En ABC se publicó que Jorge Luis Borges se está convirtiendo en ciberautor de moda en los Estados Unidos.
Según el artículo, Borges sería el precursor de una nueva generación de
ciberlectores que ya no se conformarían con leer pasivamente, sino que
quieren sentirse parte del libro: "Borges 2.0: del texto a los mundos virtuales es el título de un libro de reciente aparición en los Estados Unidos. Borges y el futuro previsible era el título de un extenso artículo sobre lo mismo, aparecido el pasado domingo en The New York Times.

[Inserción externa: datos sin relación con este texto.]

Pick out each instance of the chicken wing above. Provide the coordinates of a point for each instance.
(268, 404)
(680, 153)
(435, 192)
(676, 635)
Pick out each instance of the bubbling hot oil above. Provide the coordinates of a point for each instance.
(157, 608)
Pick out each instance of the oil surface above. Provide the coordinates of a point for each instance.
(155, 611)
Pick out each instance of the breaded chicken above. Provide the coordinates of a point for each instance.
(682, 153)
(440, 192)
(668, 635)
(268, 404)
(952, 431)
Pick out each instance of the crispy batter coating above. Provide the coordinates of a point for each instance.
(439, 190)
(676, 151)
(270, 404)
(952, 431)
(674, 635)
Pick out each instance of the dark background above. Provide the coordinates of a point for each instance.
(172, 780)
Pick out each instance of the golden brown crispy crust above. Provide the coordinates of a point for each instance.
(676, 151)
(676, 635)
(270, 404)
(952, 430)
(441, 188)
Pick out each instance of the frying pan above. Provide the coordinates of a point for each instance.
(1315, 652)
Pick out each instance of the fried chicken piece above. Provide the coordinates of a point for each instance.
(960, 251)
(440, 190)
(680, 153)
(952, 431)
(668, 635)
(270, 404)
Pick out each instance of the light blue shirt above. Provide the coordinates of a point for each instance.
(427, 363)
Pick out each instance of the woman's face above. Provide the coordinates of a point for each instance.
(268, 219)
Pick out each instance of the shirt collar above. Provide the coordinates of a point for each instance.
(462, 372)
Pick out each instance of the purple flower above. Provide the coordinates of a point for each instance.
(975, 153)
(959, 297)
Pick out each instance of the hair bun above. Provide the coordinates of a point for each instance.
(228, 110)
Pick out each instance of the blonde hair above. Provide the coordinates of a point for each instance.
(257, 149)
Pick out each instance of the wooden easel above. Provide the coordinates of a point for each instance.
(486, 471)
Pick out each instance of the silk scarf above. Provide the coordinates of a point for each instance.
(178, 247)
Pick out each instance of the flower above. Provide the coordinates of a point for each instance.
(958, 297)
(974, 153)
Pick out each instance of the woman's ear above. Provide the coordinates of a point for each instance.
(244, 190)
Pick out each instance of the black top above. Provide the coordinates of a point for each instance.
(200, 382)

De un momento a otro se espera que salga también una colección de
ensayos que la Bucknell University Press ha compilado bajo el sugestivo
título de Cy-Borges. Todos dicen lo mismo: el escritor
argentino Jorge Luis Borges fue un visionario de internet. Sus obras
prefiguran la realidad virtual total, las bibliotecas universales, la
lectura infinita e infinitamente personalizada.
El prólogo de la
reedición de Labyrinths, una antología en inglés de Borges, lo ha escrito nada menos que William Gibson..." Conservadores como Borges o Chesterton,
a quien Borges admiraba, vuelven a estar de moda, contra todo
pronóstico: ¿Va a resultar que Borges no conectó con el gran público de
su propio tiempo, y vuelve después de muerto para ser autor de culto de
la cibervanguardia?.
También han hablado de ello en Clarín.
Para Borges, un clásico era "aquel que las generaciones leen con previo
fervor y misteriosa lealtad". Él era un clásico ya en vida. No importa
la excusa para (re)leerlo: pasarán de largo todos los prefijos pre-,
post-, cy- o ciber- y Borges seguirá saludando a las estrellas, inmortal, como el anticuario Joseph Cartaphilus.